MEPicides: Design, Synthesis, and Biological Evaluation of Novel Next-Generation Antimalarials
The Department of Chemistry Presents, via Online Zoom Presentation: Kenneth Heidel, Graduate Student, GW Department of Chemistry, Dowd Lab
Please note that this presentation begins at 3:30 PM . Thank you.
As infectious microorganisms continually develop resistance to current drug therapies, it is essential to develop next-generation drugs to combat these threats. Plasmodium falciparum, the causative agent of a malarial infection, is of particular interest, as hundreds of millions of new infections are recorded each year. Combined with a slowing decline in mortality rate, a novel mechanism of action through which to combat the parasite is urgently needed. Inhibition of isoprene biosynthesis through the methylerythritol 4-phosphate (MEP) pathway is effective in hindering the spread and growth of these infectious agents. This is accomplished by inhibition of the enzyme 1-deoxy-D-xylulose-5-phosphate reductoisomerase (DXR), an enzyme not found in humans. Natural products fosmidomycin and FR900098 were shown to have potent activity against Plasmodium falciparum, but with unfavorable pharmacokinetics.

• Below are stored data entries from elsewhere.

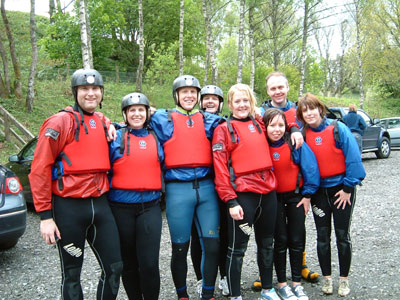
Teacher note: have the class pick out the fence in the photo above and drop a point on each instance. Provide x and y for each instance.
(14, 131)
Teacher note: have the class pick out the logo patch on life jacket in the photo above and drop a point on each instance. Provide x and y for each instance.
(190, 123)
(52, 133)
(276, 156)
(318, 141)
(142, 144)
(92, 123)
(252, 128)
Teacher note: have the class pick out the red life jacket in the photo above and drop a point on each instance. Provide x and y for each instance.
(252, 151)
(88, 153)
(139, 169)
(290, 115)
(188, 146)
(331, 160)
(285, 170)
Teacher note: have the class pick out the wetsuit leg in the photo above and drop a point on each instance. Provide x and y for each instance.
(195, 252)
(264, 228)
(238, 237)
(103, 238)
(181, 201)
(72, 217)
(281, 240)
(207, 223)
(296, 229)
(342, 221)
(322, 212)
(125, 217)
(148, 238)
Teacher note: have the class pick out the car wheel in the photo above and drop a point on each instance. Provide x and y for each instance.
(384, 149)
(8, 244)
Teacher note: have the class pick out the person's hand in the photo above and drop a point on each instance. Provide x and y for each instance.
(343, 199)
(236, 212)
(297, 139)
(112, 133)
(306, 204)
(49, 231)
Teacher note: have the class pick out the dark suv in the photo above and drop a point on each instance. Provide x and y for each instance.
(375, 139)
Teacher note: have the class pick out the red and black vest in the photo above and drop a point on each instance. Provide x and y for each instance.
(331, 160)
(252, 151)
(189, 145)
(88, 153)
(139, 168)
(285, 170)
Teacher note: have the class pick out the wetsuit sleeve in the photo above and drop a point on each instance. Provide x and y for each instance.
(306, 160)
(54, 134)
(210, 123)
(161, 126)
(355, 171)
(220, 146)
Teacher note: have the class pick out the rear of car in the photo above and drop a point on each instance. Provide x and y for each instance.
(392, 125)
(375, 139)
(12, 209)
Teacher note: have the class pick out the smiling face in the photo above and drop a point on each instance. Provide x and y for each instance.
(188, 97)
(210, 103)
(277, 89)
(312, 116)
(276, 128)
(136, 116)
(89, 97)
(240, 105)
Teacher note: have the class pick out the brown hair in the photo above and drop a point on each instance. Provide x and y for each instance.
(241, 87)
(271, 113)
(275, 74)
(309, 101)
(353, 107)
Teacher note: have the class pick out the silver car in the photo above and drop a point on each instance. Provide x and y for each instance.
(392, 125)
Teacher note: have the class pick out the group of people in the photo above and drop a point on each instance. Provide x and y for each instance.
(259, 168)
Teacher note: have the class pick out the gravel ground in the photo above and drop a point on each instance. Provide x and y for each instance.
(31, 269)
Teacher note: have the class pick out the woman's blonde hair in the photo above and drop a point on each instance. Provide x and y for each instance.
(241, 87)
(309, 101)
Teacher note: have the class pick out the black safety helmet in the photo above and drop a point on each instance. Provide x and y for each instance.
(212, 90)
(184, 81)
(86, 77)
(135, 99)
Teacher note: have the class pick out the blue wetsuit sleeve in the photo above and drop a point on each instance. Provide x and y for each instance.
(306, 160)
(161, 126)
(355, 171)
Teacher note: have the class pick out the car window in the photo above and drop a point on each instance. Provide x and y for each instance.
(394, 123)
(27, 153)
(365, 117)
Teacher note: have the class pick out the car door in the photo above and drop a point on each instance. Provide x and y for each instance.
(371, 133)
(393, 126)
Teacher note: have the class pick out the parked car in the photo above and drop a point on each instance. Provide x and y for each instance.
(375, 139)
(392, 125)
(12, 209)
(20, 164)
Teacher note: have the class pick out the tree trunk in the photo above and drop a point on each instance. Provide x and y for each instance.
(252, 46)
(84, 37)
(304, 48)
(13, 52)
(181, 28)
(207, 25)
(89, 35)
(358, 42)
(141, 49)
(51, 10)
(241, 41)
(3, 55)
(31, 82)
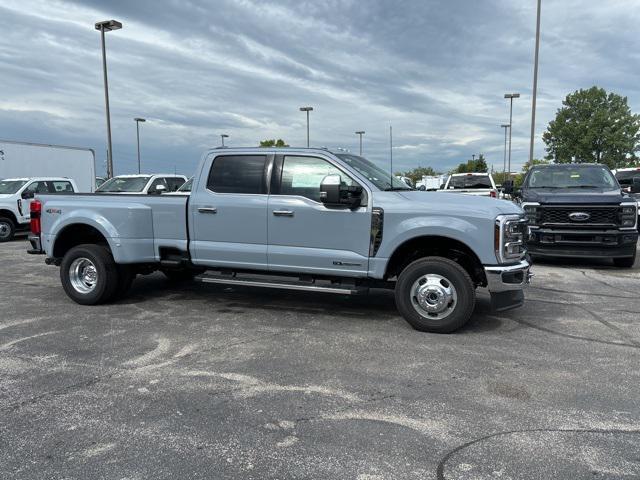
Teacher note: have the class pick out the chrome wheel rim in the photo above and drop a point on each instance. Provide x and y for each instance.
(83, 275)
(433, 296)
(5, 230)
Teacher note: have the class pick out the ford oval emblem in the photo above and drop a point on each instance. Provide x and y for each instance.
(579, 216)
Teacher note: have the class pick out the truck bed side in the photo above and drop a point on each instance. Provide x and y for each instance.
(135, 227)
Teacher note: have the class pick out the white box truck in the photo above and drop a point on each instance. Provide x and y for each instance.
(30, 160)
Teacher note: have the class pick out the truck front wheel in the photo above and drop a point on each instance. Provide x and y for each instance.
(435, 294)
(88, 274)
(7, 229)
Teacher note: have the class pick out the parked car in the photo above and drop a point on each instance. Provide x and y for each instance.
(579, 211)
(14, 200)
(142, 184)
(314, 220)
(478, 184)
(31, 160)
(629, 180)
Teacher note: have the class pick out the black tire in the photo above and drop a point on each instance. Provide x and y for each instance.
(625, 262)
(7, 229)
(443, 275)
(178, 276)
(126, 276)
(106, 274)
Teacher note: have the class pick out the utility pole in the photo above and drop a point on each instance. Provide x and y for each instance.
(107, 26)
(360, 133)
(535, 85)
(307, 109)
(504, 162)
(138, 120)
(510, 96)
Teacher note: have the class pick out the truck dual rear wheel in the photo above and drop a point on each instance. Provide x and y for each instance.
(7, 229)
(89, 274)
(435, 294)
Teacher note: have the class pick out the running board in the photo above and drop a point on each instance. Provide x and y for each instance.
(281, 284)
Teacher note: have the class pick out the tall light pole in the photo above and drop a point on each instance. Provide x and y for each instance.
(138, 120)
(307, 109)
(107, 26)
(360, 133)
(535, 85)
(391, 152)
(510, 96)
(504, 161)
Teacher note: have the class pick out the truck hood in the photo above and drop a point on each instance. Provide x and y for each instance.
(424, 202)
(572, 195)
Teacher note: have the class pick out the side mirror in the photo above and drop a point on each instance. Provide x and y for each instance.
(333, 193)
(507, 187)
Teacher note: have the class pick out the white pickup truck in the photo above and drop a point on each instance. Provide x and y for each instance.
(478, 184)
(14, 204)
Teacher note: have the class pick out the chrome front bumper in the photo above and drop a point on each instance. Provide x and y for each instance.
(508, 277)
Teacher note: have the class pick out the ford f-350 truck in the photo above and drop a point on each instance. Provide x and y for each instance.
(302, 219)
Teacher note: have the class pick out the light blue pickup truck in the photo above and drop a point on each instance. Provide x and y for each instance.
(300, 219)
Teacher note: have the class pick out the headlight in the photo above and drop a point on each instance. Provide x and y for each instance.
(509, 238)
(628, 215)
(531, 212)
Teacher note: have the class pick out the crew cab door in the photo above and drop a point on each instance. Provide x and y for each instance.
(304, 234)
(228, 212)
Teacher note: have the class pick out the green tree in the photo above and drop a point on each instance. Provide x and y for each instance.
(417, 173)
(273, 143)
(593, 126)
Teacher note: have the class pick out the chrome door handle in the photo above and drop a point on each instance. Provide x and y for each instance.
(207, 210)
(283, 213)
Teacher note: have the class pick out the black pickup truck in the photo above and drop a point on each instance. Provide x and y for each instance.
(579, 211)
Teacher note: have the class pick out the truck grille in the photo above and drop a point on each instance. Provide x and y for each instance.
(561, 215)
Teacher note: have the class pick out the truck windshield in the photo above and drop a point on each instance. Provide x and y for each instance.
(626, 178)
(592, 176)
(470, 181)
(381, 179)
(124, 184)
(10, 186)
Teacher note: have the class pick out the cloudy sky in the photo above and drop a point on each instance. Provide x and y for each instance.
(434, 69)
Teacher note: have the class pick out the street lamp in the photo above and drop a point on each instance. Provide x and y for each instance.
(107, 26)
(510, 96)
(360, 133)
(307, 109)
(504, 161)
(535, 85)
(138, 120)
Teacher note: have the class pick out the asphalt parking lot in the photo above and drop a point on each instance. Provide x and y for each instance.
(201, 381)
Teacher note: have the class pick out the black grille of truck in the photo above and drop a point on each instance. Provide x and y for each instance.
(598, 216)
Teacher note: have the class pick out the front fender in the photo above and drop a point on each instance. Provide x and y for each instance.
(477, 234)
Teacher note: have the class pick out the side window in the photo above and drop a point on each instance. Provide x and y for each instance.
(174, 183)
(155, 183)
(237, 174)
(303, 175)
(62, 187)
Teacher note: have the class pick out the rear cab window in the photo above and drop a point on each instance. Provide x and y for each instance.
(238, 174)
(302, 176)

While fosmidomycin itself failed clinical trials as an antimalarial treatment, derivatives of fosmidomycin have been increasingly studied in recent years. The structure of fosmidomycin has been changed in four key positions: (1) protection of the phosphonic acid, (2) altering the 3-carbon backbone, (3) changing the N-acyl substituent, and (4) protection of the N-hydroxyl group as N-ethers. While each strategy gives insight into the structure-activity relationship (SAR) of fosmidomycin derivatives, I have primarily focused on protection of the acid and modification of the N-acyl substituent, while retaining α, β,-unsaturation that has previously demonstrated a marked increase in activity. Various prodrugs have been synthesized in hopes of retaining activity, but increasing stability relative to previously reported α, β-unsaturated phosphonodiesters. Further, a series of N-acyl analogs were synthesized to explore the SARs of the acyl moiety. This presentation will outline the design, synthesis, and biological evaluation of these series of compounds in effort to develop a novel, next-generation antimalarial medication.

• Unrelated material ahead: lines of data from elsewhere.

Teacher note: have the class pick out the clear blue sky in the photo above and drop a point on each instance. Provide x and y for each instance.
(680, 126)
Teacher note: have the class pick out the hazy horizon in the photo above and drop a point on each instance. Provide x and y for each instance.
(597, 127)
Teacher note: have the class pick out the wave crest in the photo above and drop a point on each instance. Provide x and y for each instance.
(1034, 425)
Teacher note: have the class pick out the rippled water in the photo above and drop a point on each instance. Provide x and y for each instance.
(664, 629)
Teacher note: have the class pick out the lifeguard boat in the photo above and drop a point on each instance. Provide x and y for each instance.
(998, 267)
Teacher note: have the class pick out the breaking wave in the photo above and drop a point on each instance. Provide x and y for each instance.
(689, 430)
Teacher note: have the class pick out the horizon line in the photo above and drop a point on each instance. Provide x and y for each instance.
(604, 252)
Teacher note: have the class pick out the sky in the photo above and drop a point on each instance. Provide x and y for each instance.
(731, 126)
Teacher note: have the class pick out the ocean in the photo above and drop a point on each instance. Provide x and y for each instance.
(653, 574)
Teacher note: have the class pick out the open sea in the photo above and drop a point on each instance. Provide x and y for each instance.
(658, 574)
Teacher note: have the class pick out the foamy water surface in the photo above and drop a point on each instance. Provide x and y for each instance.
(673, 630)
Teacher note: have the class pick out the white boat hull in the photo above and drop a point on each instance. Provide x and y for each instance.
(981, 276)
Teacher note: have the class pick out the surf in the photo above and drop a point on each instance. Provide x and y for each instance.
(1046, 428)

BIO: After receiving his bachelor's degree in chemistry from Kalamazoo College in 2013, Kenny moved back to the DMV to begin a post-baccalaureate fellowship at the Walter Reed Army Institute of Research (WRAIR), where he worked to synthesize next-generation antimalarial compounds. Initially wanting to pursue a combined PhD/MS in analytical/forensic chemistry, he quickly changed gears and decided to continue on with a focus in drug development through organic synthesis. With an interest in antimalarial medications and living in DC, Kenny began studying at GW in the fall of 2015 under the watchful eye of Dr. Cynthia Dowd, continuing to design and synthesize novel, next-generation antimalarial medications.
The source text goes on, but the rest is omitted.